Persistence-context.xml

  <persistence-unit name="MyPersistenceUnit" transaction-type="RESOURCE_LOCAL">
        <provider>org.hibernate.ejb.HibernatePersistence</provider>
        <non-jta-data-source>java:comp/env/jdbc/ooes_master</non-jta-data-source>
        <properties>
        	<property name="hibernate.dialect" value="org.hibernate.dialect.MySQL5Dialect"/>
        	<property name="hibernate.show_sql" value="true"/>
        	<property name="hibernate.hbm2ddl.auto" value="update"/>
            <property name="hibernate.cache.region.factory_class" value="net.sf.ehcache.hibernate.SingletonEhCacheRegionFactory"/>
            <property name="hibernate.cache.use_second_level_cache" value="true"/>
            <property name="hibernate.cache.use_query_cache" value="true"/>
        </properties>
 </persistence-unit>

If we want to inject instances of EntityManager using @PersistenceContext annotation, we have to enable annotation bean processor in Spring configuration

<bean class="org.springframework.orm.jpa.support.PersistenceAnnotationBeanPostProcessor" />

Usually this line is optional because a default PersistenceAnnotationBeanPostProcessor will be registered by the and XML tags.
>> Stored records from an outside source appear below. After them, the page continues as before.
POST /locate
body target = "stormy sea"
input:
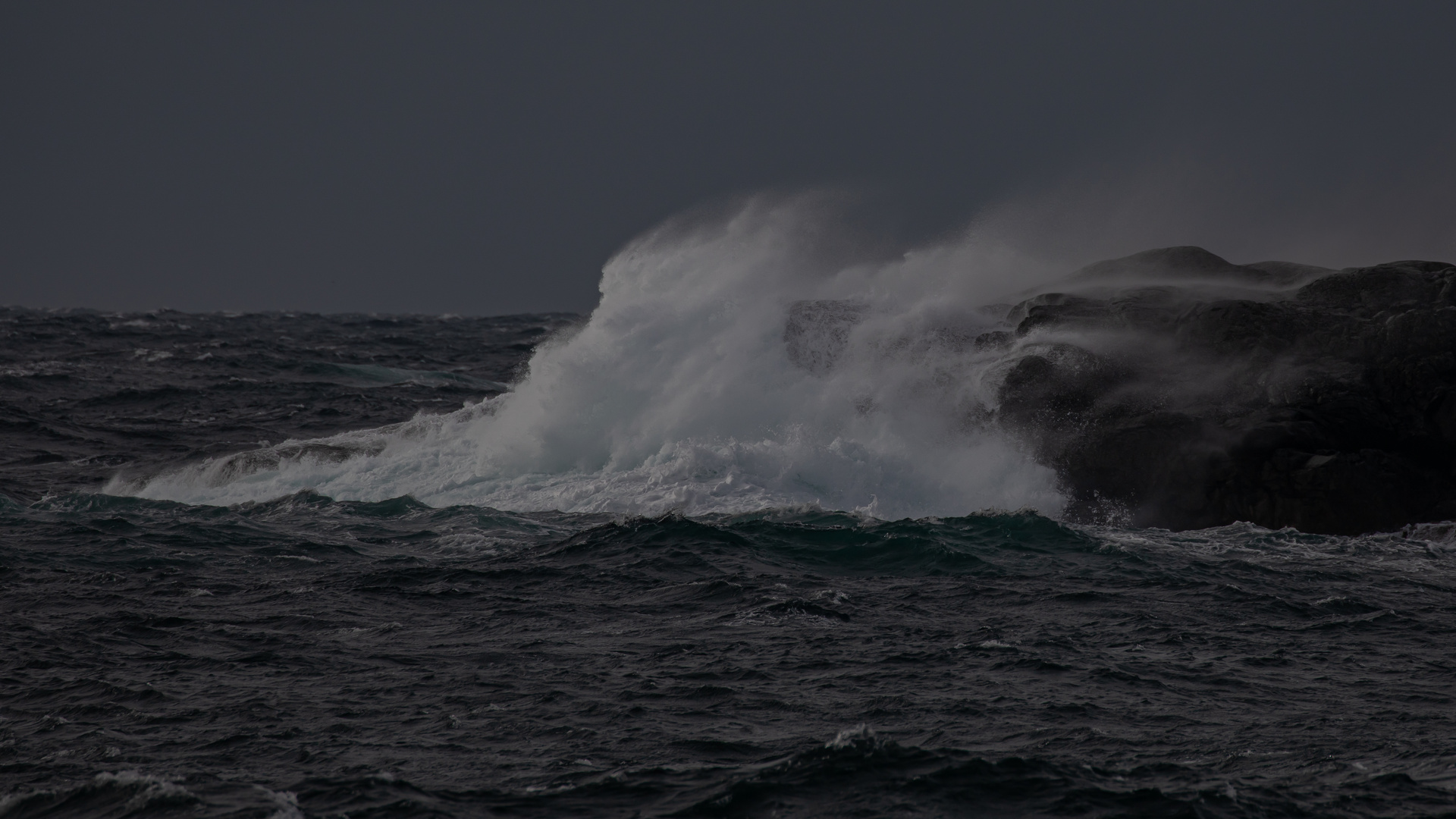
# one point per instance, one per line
(740, 542)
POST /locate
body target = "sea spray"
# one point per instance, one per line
(691, 387)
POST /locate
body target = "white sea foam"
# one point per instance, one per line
(685, 391)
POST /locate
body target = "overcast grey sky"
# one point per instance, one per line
(488, 158)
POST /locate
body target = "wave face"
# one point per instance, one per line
(728, 368)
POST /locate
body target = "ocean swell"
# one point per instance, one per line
(728, 368)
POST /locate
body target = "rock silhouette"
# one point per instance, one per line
(1177, 390)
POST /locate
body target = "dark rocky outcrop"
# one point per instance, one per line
(1294, 397)
(1177, 390)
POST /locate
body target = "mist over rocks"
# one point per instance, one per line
(1318, 400)
(1177, 390)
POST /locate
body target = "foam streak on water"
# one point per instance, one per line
(692, 388)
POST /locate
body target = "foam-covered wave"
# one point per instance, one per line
(728, 368)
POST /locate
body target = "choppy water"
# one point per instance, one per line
(319, 657)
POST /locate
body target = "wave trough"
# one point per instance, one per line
(728, 368)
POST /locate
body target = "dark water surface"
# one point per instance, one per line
(313, 657)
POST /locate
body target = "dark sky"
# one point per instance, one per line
(488, 158)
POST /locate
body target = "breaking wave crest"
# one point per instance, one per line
(728, 368)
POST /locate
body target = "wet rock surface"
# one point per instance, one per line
(1180, 391)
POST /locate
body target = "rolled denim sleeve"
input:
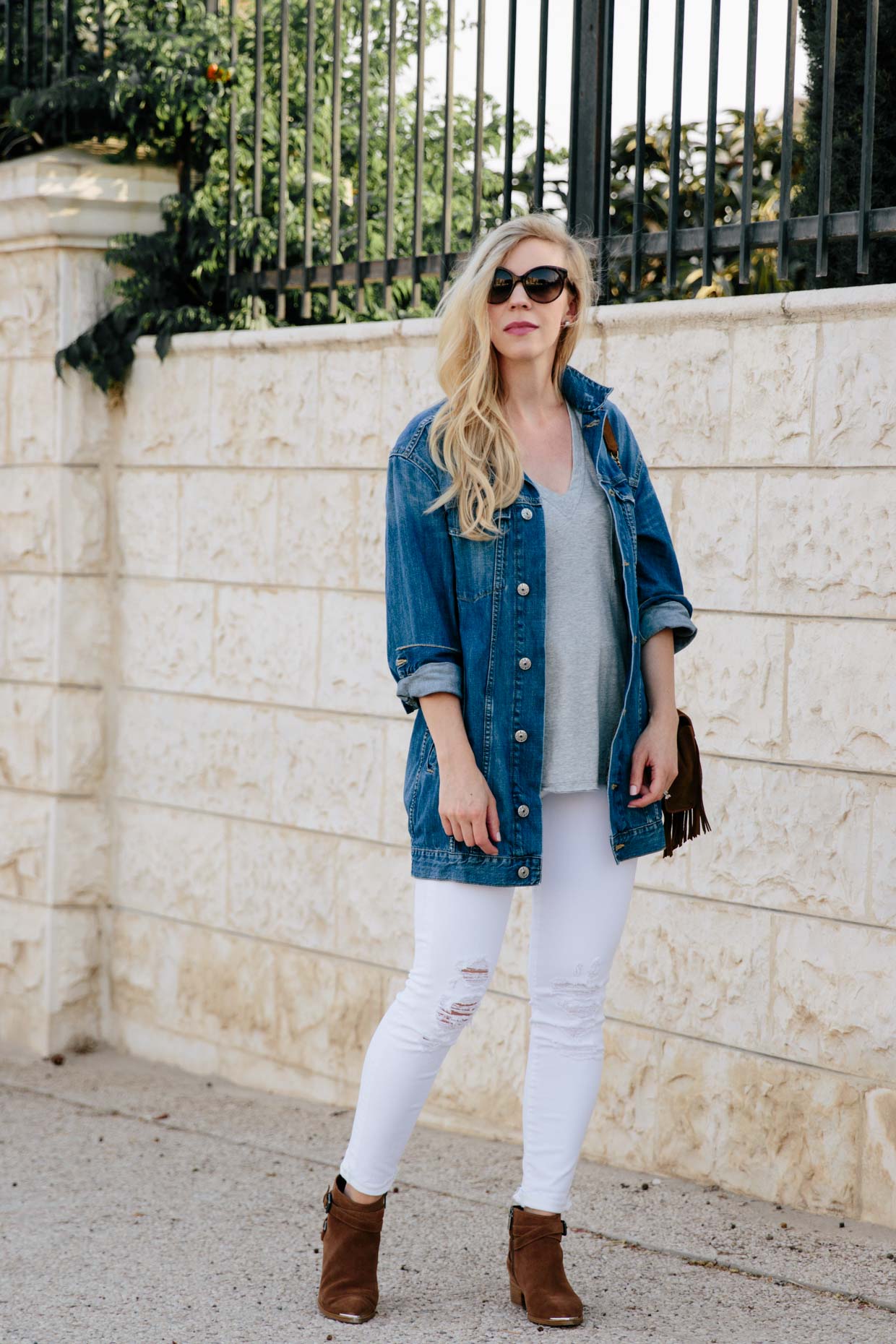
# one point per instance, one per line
(661, 600)
(422, 629)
getSingleResult() return detached or Managed Object
objects returned from .getResultList() are managed.When you made changes on the managed objects, you do not worry about merging as those changes will be picked up by the EntityManager automatically.The managed objects will become detached when the EntityManager that is used to load that object is close(), clear() or detach(). Detached objects are not manged anymore and you should do merging to let the EntityManager pick up the changes.